第21回 なじみのお客とのコミュニケーションが店を作る
第21回 なじみのお客とのコミュニケーションが店を作る
(コミュニケ2001年2月号掲載)
当社では、毎回コンテナがイギリスから到着する頃になると、おなじみのお客様にハガキでコンテナ到着のご案内を送っていますが、その数が前回は1700件を越えました。仕事を始めた当初は、僅か50件しか案内を出せなかった事を思えば、ずいぶんお客様の数も増えたものだと自分でも驚いています。と言っても必ずしも一度でも当店においでになったお客様すべてにご案内を送っているわけではないのです。
この人なら僕と波長が合いそうだなと思う人とか、アンティークの知識がなくても、本物を見分ける感性を持っている人とか、芸術を愛する人とか、そういう人に的を絞って案内をさしあげているのですが、こういう人と話をしていると、楽しくて知らないうちに時間が経ってしまうし、ご案内をさしあげると、次回には素敵なお友達を連れてやってきたりされます。
せっかく海外に行って苦労して手に入れた珍しい物だから、こうしたお客さんに喜んで買ってもらうと、本当にアンティーク屋をやっていて良かったと思います。一方、価値の解りそうもないお客にさんざん値切られたあげく仕方なく売った場合はなんとなく後味が悪いものです。
こんなことを言うと、「お前の店は人を差別するのか!」と言われそうですが、アンティークはリピートの効かない一点物が基本であり、売れてしまえば二度と手に入らないものも多いため、こうした売り方が許されても良いのではないかと私自身は思っています。

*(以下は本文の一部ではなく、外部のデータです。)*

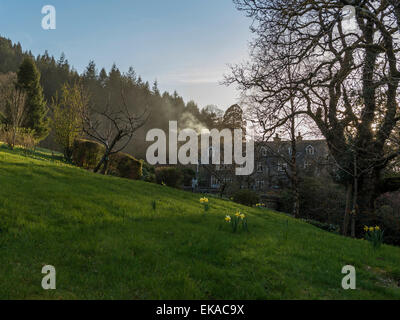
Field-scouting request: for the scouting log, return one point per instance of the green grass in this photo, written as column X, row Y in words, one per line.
column 106, row 242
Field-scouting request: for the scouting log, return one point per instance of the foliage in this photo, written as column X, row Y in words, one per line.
column 148, row 172
column 170, row 176
column 320, row 199
column 67, row 119
column 324, row 226
column 36, row 108
column 204, row 202
column 246, row 197
column 374, row 235
column 239, row 219
column 125, row 166
column 86, row 153
column 188, row 175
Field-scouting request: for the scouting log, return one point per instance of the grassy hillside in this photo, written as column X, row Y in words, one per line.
column 106, row 242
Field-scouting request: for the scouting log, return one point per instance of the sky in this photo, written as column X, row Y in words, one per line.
column 186, row 45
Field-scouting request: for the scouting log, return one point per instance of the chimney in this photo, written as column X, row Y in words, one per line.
column 299, row 137
column 277, row 138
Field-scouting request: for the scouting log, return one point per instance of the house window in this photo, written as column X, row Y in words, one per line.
column 310, row 150
column 282, row 166
column 259, row 184
column 264, row 152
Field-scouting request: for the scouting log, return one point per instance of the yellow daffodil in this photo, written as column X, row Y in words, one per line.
column 203, row 200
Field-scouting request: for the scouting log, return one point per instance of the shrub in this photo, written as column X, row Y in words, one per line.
column 87, row 154
column 148, row 172
column 171, row 176
column 246, row 197
column 125, row 166
column 17, row 136
column 324, row 226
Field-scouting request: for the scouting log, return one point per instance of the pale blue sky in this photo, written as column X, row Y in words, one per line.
column 184, row 44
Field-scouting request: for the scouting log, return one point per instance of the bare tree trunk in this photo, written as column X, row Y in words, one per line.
column 346, row 219
column 294, row 177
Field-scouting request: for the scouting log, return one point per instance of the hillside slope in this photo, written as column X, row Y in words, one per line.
column 106, row 242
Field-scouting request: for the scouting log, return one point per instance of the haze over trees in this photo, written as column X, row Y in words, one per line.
column 100, row 83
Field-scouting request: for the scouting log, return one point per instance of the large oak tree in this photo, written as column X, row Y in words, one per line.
column 347, row 57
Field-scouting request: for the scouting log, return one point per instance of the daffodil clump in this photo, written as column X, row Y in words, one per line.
column 237, row 220
column 204, row 202
column 374, row 235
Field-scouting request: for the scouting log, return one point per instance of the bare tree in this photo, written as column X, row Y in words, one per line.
column 347, row 79
column 113, row 127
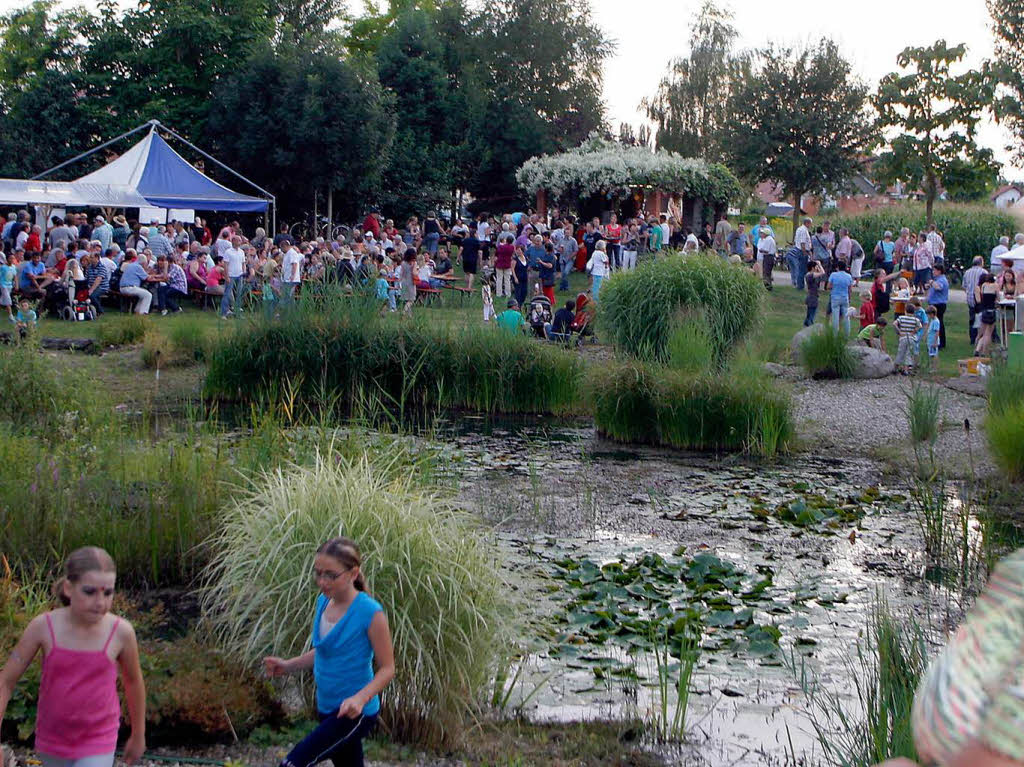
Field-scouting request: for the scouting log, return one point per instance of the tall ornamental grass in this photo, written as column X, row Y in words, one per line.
column 825, row 354
column 425, row 561
column 639, row 309
column 355, row 356
column 968, row 229
column 646, row 402
column 1005, row 420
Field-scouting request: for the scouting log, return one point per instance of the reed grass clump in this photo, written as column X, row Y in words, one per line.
column 1005, row 420
column 356, row 356
column 891, row 658
column 639, row 308
column 646, row 402
column 425, row 561
column 825, row 354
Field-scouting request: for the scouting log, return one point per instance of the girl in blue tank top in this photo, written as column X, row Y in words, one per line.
column 350, row 632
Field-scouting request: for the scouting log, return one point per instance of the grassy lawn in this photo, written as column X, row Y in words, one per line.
column 783, row 317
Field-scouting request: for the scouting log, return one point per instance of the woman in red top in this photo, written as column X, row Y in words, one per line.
column 613, row 233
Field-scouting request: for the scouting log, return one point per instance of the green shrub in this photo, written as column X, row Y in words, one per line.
column 825, row 353
column 1005, row 420
column 690, row 346
column 923, row 413
column 357, row 356
column 638, row 308
column 122, row 330
column 424, row 561
column 651, row 403
column 968, row 229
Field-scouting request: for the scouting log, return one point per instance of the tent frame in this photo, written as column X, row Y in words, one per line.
column 154, row 125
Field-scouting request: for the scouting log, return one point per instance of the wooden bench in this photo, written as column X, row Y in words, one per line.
column 426, row 296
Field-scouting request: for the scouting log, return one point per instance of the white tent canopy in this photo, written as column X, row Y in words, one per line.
column 150, row 174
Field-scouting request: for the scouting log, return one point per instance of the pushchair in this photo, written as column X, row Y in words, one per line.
column 539, row 313
column 583, row 323
column 73, row 303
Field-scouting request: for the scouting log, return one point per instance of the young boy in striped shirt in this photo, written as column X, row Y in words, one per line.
column 907, row 327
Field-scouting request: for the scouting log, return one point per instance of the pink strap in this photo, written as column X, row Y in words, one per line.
column 113, row 631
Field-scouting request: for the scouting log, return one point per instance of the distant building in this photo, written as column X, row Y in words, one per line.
column 1007, row 196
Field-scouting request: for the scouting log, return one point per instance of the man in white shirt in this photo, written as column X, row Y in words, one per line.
column 766, row 255
column 798, row 265
column 998, row 250
column 291, row 269
column 235, row 262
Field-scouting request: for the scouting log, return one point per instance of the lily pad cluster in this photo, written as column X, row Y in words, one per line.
column 652, row 600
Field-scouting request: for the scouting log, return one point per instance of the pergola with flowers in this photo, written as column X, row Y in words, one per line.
column 632, row 178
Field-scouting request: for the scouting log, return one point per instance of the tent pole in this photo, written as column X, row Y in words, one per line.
column 214, row 160
column 90, row 152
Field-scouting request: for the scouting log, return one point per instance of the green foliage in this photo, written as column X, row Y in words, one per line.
column 936, row 113
column 968, row 230
column 923, row 413
column 646, row 402
column 341, row 140
column 826, row 354
column 890, row 662
column 358, row 357
column 1008, row 68
column 1005, row 420
column 122, row 330
column 424, row 561
column 639, row 307
column 688, row 110
column 793, row 141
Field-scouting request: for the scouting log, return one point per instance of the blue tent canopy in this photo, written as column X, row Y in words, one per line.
column 165, row 179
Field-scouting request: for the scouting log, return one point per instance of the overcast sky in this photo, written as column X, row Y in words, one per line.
column 650, row 33
column 871, row 33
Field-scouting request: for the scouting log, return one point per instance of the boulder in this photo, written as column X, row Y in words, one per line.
column 871, row 363
column 798, row 340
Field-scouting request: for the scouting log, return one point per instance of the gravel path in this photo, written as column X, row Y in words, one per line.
column 868, row 419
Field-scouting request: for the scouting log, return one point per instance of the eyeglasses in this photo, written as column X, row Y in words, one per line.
column 329, row 574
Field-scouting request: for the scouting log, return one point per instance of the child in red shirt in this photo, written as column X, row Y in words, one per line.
column 866, row 309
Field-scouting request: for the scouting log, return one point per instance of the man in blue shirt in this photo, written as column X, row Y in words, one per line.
column 34, row 278
column 841, row 285
column 133, row 277
column 938, row 296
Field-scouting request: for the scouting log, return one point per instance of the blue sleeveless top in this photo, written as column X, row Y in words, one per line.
column 343, row 659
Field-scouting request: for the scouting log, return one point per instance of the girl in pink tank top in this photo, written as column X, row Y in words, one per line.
column 84, row 648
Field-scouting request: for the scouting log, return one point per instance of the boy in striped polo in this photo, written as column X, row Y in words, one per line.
column 907, row 327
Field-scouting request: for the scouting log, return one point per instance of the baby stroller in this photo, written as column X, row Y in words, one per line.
column 539, row 313
column 583, row 323
column 73, row 303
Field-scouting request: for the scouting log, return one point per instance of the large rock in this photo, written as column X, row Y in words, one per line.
column 797, row 345
column 871, row 363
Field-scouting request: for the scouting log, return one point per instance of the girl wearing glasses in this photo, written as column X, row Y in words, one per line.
column 350, row 632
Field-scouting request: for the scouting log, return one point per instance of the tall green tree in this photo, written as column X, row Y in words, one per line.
column 298, row 121
column 799, row 120
column 930, row 115
column 1008, row 68
column 163, row 58
column 690, row 108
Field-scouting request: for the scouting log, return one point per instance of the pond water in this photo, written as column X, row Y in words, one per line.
column 769, row 567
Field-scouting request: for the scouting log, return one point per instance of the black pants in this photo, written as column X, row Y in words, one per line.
column 940, row 311
column 334, row 738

そもそもアンティーク屋というものは、お客様と造ってゆくものだと私は思っています。マニアが店に来て、その人から新しい知識が加わり、今度の買い付けではこんな物を探してきて欲しいと注文を受ける。現地で、業者やコレクターに会って、さらに新しい知識が身に付く。こうして店はその独自のカラーを造ってゆき面白味を増してくるものだと思います。

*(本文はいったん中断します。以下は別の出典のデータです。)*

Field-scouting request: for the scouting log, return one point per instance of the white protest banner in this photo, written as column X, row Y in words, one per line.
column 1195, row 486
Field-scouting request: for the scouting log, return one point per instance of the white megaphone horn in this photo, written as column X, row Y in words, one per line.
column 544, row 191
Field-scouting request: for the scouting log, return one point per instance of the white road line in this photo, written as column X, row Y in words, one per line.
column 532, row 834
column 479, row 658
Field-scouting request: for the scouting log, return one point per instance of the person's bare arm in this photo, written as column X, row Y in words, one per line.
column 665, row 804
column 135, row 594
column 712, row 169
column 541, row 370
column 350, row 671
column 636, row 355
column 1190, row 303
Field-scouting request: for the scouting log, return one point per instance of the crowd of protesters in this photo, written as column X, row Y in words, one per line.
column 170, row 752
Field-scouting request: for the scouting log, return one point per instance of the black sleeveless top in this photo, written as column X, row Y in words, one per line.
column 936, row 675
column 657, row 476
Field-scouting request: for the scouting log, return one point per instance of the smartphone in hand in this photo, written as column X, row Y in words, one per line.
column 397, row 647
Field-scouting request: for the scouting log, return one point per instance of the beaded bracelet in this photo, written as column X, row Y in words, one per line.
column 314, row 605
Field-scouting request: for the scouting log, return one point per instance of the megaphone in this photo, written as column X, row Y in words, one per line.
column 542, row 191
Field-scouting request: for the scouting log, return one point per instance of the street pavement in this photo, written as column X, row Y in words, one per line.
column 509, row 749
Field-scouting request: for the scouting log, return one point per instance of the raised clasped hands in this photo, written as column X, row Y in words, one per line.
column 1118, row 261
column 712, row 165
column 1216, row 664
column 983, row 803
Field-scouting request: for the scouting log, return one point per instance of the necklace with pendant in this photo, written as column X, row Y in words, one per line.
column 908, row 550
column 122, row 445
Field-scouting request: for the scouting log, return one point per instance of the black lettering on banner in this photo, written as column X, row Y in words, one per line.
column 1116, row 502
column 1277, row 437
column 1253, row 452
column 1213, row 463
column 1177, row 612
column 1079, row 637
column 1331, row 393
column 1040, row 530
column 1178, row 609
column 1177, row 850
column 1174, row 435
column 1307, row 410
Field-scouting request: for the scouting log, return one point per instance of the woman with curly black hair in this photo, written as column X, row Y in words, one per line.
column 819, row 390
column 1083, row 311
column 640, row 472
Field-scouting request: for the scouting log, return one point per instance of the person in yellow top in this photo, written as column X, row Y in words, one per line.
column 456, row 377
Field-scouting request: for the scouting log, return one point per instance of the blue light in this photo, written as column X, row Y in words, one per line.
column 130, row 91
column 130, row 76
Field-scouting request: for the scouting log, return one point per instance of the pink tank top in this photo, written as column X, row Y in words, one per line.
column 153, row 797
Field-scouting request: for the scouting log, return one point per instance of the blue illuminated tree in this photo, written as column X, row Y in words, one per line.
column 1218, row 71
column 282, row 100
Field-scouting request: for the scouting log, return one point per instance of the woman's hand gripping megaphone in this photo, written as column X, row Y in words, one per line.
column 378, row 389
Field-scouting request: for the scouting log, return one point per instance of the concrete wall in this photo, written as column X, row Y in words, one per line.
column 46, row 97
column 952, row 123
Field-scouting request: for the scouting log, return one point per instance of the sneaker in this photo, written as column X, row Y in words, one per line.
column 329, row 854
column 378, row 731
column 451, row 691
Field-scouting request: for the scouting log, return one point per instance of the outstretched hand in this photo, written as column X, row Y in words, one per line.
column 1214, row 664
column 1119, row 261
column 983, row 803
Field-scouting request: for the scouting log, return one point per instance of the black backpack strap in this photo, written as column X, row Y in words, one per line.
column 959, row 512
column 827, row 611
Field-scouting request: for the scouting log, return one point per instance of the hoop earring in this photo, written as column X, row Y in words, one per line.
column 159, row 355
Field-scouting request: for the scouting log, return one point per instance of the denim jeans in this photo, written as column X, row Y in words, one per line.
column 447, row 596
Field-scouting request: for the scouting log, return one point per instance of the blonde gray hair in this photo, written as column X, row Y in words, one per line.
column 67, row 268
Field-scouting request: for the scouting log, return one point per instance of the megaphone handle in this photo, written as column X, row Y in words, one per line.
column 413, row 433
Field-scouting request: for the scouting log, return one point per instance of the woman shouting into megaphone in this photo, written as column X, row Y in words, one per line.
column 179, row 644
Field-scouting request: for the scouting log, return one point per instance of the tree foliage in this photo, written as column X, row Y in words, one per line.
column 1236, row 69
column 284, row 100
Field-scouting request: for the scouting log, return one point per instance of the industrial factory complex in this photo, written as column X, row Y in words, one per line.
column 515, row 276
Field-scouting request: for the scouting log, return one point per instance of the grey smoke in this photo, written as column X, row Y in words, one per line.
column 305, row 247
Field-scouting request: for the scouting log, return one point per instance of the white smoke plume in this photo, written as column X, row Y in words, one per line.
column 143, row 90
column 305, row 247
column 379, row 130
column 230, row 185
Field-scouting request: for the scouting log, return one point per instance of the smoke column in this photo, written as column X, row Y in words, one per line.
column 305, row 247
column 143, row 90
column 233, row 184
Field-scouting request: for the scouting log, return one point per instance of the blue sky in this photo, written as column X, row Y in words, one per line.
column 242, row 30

しかし、ダイレクトメールの数も2000件を越えれば、それ以上は増やさないでゆくつもりでいます。それ以上になればどうしても仕事が大雑把になり、お客とのコミュニケーションがとれなくなり、大量仕入れ、大量消費の無責任な店になると思いますし、いつもお客様の顔を思い浮かべることのできる距離で仕事をしてゆきたいと思うからでなのです。
(ランカシャーの初出し屋)
このエッセイは10年以上前に書き上げたものですので、現在の状況と違う点があるかも知れませんがご了承下さい。